Leeds General Infirmary is one of only two hospitals in the UK to offer the procedure, which is done by using keyhole surgery.
Consultant cardiologist Professor Dan Blackman described the procedure as “hugely exciting”.
He said the valve was placed into a metal frame which is then compressed.
“It’s small enough to squeeze into a tube that will fit in the artery in the groin,” he said.
“So once the valves inside that tube, we can pass it up from the artery in the groin up to the heart under X-ray guidance.
“When in position, essentially, we’re pulling the tube back to release the frame and then the frame blinkers itself in position.
“The old valve is squashed behind the frame and the new valve takes over.”
Patients receive sedation and painkillers but otherwise stay awake throughout the operation.
The JenaValve Trilogy system has only been approved for use in the UK since September, with the first patients being treated at Leeds in October.
Angela Ainsworth, from the company, said each valve was handmade at its Swillington factory.
“The tissue is cut to shape and then sutured or stitched into the valve and there’s about 1,000 really small stitches that attaches the tissue to the valve,” she said.

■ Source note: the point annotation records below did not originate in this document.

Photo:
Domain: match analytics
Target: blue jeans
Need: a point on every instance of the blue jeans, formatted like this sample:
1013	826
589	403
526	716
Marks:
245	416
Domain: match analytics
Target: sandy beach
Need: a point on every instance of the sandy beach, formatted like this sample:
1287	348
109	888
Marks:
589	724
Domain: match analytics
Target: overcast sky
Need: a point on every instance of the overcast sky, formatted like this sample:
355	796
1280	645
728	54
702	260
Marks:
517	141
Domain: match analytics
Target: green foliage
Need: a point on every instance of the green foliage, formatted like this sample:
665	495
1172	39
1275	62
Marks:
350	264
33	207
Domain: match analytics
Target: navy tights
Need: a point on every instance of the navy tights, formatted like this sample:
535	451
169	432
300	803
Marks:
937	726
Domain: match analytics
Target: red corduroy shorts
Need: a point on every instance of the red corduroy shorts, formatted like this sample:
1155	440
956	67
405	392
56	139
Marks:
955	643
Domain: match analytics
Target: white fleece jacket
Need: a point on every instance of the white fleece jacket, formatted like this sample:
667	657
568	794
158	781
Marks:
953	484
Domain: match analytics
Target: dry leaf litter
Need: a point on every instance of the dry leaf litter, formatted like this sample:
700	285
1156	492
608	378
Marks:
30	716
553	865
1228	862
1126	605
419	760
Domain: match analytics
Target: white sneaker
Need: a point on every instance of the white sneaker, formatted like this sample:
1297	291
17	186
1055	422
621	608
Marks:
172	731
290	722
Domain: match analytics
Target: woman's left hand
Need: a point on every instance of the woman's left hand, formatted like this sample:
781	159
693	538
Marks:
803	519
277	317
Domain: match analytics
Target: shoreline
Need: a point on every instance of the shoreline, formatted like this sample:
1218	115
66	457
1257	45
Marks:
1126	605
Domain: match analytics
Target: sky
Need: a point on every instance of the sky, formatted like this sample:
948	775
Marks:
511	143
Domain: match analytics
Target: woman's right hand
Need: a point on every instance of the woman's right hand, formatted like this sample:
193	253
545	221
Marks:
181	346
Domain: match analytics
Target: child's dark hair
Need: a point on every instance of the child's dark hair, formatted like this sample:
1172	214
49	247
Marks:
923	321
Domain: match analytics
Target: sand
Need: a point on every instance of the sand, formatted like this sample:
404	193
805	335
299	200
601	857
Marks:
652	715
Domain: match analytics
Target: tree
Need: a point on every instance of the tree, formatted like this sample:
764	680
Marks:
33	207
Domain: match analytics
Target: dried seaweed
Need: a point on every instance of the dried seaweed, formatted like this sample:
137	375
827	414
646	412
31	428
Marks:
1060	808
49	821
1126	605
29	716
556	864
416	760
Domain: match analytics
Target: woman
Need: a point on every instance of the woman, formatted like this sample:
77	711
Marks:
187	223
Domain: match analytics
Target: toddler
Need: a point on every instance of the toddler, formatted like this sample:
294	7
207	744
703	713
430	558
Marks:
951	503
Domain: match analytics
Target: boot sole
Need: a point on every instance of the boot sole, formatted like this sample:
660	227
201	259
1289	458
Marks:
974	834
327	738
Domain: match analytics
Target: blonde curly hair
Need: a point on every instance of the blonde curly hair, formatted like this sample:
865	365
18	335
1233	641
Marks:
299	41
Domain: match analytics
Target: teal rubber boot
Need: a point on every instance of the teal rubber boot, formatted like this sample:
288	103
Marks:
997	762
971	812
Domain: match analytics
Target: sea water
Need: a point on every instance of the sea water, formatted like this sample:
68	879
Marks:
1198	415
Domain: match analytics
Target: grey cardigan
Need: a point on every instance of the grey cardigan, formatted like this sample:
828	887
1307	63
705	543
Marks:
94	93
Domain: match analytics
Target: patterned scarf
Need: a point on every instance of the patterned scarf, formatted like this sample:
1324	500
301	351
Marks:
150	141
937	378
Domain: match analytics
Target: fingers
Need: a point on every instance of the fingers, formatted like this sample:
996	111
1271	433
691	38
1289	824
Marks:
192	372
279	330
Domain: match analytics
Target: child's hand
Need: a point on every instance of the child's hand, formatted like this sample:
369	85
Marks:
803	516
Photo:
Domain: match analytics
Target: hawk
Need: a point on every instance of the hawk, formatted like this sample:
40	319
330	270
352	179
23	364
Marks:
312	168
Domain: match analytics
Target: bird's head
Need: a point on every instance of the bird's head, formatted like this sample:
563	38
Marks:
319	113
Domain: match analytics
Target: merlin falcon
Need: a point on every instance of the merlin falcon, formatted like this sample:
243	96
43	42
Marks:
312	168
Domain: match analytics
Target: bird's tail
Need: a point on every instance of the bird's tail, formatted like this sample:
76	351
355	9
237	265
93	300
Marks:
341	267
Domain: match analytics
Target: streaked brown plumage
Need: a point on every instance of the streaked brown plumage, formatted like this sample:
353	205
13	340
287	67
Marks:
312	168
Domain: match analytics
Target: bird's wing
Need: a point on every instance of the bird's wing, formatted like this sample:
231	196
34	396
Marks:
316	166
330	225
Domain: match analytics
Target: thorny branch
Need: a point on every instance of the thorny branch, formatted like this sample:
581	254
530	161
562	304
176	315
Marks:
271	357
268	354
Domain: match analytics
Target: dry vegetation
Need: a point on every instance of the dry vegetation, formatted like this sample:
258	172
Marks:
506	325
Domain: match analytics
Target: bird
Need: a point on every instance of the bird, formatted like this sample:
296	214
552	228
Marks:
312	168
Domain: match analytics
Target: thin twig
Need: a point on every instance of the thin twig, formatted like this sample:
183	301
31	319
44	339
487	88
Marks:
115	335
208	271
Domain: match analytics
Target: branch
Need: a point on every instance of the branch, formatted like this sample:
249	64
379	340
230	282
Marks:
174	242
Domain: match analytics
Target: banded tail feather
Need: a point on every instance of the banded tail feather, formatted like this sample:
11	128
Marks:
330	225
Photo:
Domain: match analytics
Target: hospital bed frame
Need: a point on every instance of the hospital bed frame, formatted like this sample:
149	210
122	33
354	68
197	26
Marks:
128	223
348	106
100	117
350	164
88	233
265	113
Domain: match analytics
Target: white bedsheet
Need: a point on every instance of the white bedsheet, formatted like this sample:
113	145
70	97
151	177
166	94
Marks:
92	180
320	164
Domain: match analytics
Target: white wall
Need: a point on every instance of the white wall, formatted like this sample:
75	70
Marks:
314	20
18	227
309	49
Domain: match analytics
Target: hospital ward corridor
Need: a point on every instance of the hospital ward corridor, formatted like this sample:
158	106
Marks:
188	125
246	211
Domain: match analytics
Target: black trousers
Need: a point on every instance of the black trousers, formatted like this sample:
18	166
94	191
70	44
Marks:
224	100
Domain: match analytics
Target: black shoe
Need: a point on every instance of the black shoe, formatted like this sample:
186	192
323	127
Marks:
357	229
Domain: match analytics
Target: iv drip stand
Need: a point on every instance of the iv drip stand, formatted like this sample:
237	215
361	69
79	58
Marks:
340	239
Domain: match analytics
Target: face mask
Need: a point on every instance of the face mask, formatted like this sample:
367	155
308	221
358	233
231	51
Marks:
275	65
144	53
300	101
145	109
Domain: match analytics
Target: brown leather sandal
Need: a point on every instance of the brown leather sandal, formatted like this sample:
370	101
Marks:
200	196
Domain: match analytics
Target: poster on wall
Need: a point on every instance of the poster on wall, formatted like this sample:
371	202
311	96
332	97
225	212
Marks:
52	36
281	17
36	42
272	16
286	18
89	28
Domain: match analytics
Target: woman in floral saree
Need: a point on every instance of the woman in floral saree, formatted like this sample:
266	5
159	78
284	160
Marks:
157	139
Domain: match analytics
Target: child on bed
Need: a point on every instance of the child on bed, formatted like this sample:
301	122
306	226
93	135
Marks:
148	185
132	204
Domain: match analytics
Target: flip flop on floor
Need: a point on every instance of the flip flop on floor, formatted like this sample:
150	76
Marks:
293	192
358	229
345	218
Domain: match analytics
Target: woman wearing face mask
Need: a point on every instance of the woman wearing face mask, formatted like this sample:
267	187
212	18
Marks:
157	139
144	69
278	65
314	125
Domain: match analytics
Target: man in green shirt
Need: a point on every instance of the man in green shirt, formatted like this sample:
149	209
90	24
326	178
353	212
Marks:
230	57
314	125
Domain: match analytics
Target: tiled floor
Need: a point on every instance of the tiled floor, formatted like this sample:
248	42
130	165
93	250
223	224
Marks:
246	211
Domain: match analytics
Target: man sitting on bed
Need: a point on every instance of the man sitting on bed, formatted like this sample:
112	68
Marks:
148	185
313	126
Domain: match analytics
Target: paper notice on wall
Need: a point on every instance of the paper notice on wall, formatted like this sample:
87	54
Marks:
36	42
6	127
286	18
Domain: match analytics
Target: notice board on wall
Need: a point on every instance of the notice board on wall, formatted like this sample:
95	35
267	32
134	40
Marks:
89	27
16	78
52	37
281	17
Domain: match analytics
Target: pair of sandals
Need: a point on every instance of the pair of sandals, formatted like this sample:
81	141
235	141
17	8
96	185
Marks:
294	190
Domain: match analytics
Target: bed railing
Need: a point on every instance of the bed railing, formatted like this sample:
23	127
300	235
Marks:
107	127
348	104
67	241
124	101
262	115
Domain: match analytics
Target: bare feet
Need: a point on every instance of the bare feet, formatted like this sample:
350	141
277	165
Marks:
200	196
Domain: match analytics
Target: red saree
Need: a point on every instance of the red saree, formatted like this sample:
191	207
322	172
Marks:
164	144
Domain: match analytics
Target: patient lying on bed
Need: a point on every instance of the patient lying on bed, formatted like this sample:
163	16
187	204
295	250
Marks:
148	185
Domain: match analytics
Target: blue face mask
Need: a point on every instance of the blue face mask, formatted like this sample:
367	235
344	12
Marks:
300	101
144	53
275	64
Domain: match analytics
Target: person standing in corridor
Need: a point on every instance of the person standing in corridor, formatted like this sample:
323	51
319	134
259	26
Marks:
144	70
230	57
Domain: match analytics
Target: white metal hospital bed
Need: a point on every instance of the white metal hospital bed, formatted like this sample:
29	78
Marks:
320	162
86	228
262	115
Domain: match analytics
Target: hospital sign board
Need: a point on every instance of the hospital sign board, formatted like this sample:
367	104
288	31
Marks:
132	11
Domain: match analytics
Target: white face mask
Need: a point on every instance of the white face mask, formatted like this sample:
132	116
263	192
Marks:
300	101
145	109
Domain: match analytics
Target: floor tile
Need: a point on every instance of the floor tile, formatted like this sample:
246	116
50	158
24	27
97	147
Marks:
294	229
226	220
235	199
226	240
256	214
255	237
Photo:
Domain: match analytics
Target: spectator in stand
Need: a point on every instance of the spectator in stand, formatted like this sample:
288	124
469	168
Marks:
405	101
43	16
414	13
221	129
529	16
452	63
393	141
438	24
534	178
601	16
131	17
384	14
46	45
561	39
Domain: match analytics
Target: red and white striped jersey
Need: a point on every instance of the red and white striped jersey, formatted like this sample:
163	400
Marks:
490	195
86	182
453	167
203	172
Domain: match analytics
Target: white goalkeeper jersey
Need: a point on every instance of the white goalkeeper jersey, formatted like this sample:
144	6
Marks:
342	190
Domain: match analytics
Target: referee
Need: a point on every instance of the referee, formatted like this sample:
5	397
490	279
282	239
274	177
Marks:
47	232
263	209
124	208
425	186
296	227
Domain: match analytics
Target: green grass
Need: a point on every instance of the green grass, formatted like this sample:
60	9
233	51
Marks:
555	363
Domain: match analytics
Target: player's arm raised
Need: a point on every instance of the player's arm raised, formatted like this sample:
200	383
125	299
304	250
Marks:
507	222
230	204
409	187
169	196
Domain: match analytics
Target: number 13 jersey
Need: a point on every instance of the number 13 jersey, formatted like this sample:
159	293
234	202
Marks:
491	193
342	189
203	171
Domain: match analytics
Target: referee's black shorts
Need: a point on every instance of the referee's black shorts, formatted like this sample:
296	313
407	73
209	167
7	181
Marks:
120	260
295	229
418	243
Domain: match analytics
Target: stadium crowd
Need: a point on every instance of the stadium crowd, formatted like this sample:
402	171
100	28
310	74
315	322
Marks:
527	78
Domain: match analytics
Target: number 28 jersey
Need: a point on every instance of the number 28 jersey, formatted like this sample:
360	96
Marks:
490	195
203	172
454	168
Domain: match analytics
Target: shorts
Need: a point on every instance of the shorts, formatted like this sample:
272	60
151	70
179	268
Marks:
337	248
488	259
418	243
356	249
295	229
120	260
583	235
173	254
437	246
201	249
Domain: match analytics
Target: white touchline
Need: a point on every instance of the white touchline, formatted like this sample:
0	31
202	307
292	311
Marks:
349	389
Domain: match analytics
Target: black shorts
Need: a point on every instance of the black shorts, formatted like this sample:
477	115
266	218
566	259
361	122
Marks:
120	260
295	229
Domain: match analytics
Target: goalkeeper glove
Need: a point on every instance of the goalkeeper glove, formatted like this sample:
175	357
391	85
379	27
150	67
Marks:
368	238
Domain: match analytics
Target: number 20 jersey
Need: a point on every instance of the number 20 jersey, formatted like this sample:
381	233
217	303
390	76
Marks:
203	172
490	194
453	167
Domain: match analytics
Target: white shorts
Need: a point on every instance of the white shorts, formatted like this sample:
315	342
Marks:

“It’s so small that the process has to be done under a microscope.”
One of the first people to undergo the surgery was 79-year-old Allan Kidd from Wakefield, who has had heart problems since 2019.
He said he hoped the operation would make a difference to his health.
“It’s been difficult really, because my breathing has been really bad,” he said.
“I used to be fit and active and walked everywhere and did all that, but as the breathing got worse and worse, I couldn’t even walk from my lunch to the kitchen without getting out of breath.”